Record levels of activity have been registered in the real estate outsourcing market over the last twelve months according to new analysis by CBRE, the global real estate advisor.
Mark Caskey, EMEA Head of Global Corporate Services, CBRE
CBRE’s Global Corporate Services Division reports that there was a 40% increase in 2013 (from 2012), with 120 ‘Requests for Information’ [“RFIs”] or ‘Requests for Proposals’ [“RFPs”] from EMEA corporates stating their intention to outsource all or part of their real estate function.
The financial services sector continues to be the most active in the real estate outsourcing arena, accounting for 27% of new RFPs and RFIs received in 2013, with the technology and telecoms, and automotive and industrial sectors each accounting for an additional 18%.
CBRE’s analysis reveals that the vast majority, 72%, of new outsourcing mandates issued in 2013 were multi-national with corporates seeking cross-border advice across their portfolios. Over a third, 34%, were global with corporates seeking to outsource real estate services across their entire portfolios. This follows the long-term trend, observed by CBRE, of corporates seeking to manage their real estate portfolios on a global or pan-regional basis, as opposed to country-by-country in order to drive efficiencies.

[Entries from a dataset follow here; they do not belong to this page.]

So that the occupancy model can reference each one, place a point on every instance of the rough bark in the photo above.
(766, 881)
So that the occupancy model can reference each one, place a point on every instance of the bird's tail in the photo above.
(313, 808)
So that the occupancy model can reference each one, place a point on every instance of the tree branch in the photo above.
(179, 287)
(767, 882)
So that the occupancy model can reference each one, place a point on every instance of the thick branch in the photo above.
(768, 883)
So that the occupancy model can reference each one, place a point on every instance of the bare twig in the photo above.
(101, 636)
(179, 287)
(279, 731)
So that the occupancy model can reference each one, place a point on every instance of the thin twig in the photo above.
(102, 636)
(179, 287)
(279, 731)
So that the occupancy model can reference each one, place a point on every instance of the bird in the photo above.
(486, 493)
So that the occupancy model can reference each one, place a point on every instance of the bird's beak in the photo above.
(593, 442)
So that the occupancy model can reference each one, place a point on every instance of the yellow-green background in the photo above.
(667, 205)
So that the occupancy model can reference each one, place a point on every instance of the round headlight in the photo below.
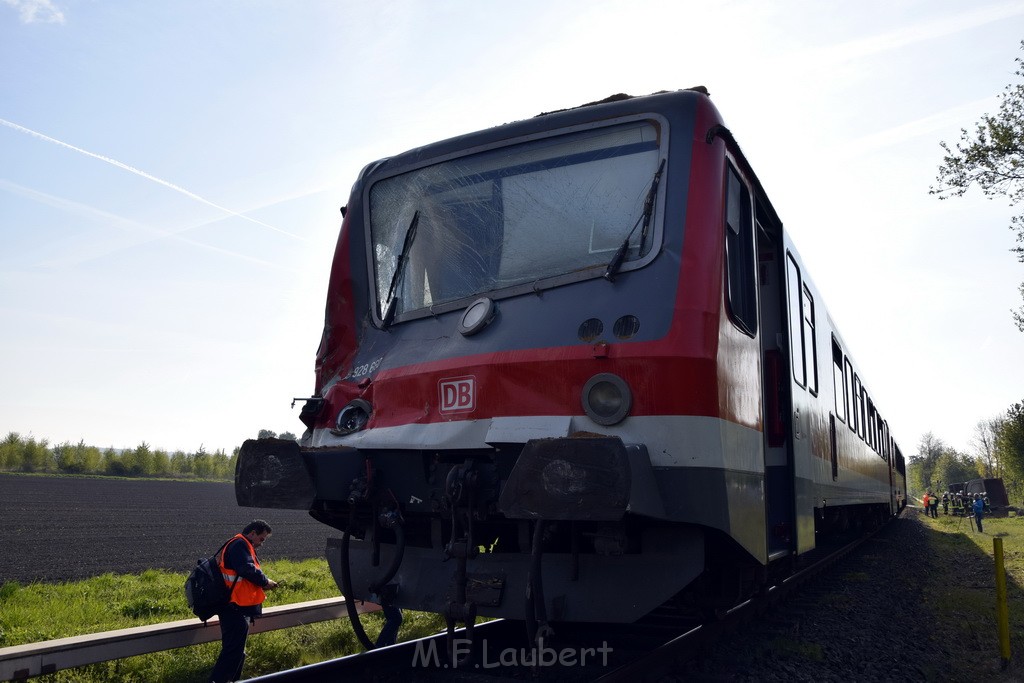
(352, 418)
(606, 398)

Mark Caskey, EMEA Head of Global Corporate Services, CBRE said:
“2013 has seen unprecedented levels of activity in the real estate outsourcing arena. We registered a record number of wins and continued to successfully retain our long term clients across EMEA. With many corporates still delivering much of their real estate and facilities functions in-house, there is still huge potential for market growth this year and beyond.

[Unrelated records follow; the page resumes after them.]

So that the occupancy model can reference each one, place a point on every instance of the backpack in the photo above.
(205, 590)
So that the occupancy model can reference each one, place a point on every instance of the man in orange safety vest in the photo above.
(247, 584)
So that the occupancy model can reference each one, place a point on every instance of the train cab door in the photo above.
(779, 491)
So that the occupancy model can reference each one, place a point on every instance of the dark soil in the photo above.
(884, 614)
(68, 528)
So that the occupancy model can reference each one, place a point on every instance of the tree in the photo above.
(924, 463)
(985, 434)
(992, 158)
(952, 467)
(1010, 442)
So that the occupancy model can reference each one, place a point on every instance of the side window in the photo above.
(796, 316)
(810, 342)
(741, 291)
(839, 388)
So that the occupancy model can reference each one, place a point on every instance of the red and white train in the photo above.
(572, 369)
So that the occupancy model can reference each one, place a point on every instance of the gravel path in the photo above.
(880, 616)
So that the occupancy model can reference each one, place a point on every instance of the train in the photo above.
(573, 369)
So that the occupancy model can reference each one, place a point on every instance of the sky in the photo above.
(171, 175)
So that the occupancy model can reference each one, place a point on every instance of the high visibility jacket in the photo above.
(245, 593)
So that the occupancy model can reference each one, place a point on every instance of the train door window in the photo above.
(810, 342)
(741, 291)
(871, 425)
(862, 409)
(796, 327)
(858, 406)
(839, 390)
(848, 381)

“It is clear, specialist real estate advice is becoming crucial for corporates as they plot their entrance into new markets, seek to drive portfolio efficiencies, and ensure they have the right space in the right places to achieve their business objectives. We are now operating in an environment in which many multi-national companies seek cross-border advice and service delivery, this is enabling us to capitalise given we service occupier needs in 41 EMEA countries including our affiliates.”